King and Story
In the 1930s, future agricultural labor union leader César Chávez and his family moved into the neighborhood. It was here that Chávez first began his political actions, registering voters and organizing English language classes for the mostly Mexican American residents. The first grocery stores targeted by the NFWA grape boycott were on King Road.
The San Jose Redevelopment Agency (SJRA) pursued redevelopment of the intersection, successfully locating a grocery store on the north-east corner before pursuing eminent domain to redevelop the south-east and south-west corners. The SJRA was successfully able to acquire the south-east corner and redevelop removing vacant and abandoned buildings, while adding needed banking and shopping options for the local community in conjunction with Bay Area local developers Blake-Hunt Ventures. However the City was fought in court as its pursued acquisition of the Tropicana shopping center on the South-west corner, the SJRA abandoned acquisition of the entire shopping center and settled for acquisition of certain portions and the redevelopment of the remainder in conjunction with the existing owners. The Connecticut Kelo case being fought in court at the same time was clearly a factor in the City's final decisions.
In 2003, the city council considered a bill to rename King Road, named for an 1851 settler to San Jose, after Martin Luther King, Jr. The proposal was generally supported by the African American community, and opposed by the Hispanic population, with significant minorities in each group on differing sides. For example, the president of the local chapter of the NAACP opposed the change, while the Chávez family supported it. The city council eventually rejected the proposal.

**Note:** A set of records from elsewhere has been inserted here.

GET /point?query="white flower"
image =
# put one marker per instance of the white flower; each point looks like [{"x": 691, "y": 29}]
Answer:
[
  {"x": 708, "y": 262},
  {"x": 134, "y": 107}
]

The area surrounding King and Story is a vital cultural hub for the rapidly expanding East San Jose Community. King Road is home to a One Stop county services building, and area landmark Eastridge Shopping Mall is undergoing a multi-million dollar expansion.
BART (Bay Area Rapid Transit) and Santa Clara Valley Transportation Authority (VTA) light rail is expanding into the region. Redevelopment of some neighborhoods is also a city priority. One such project, on Summer Street, includes the renovation and construction of new housing by the San Jose Conservation Corps YouthBuild job training and education program.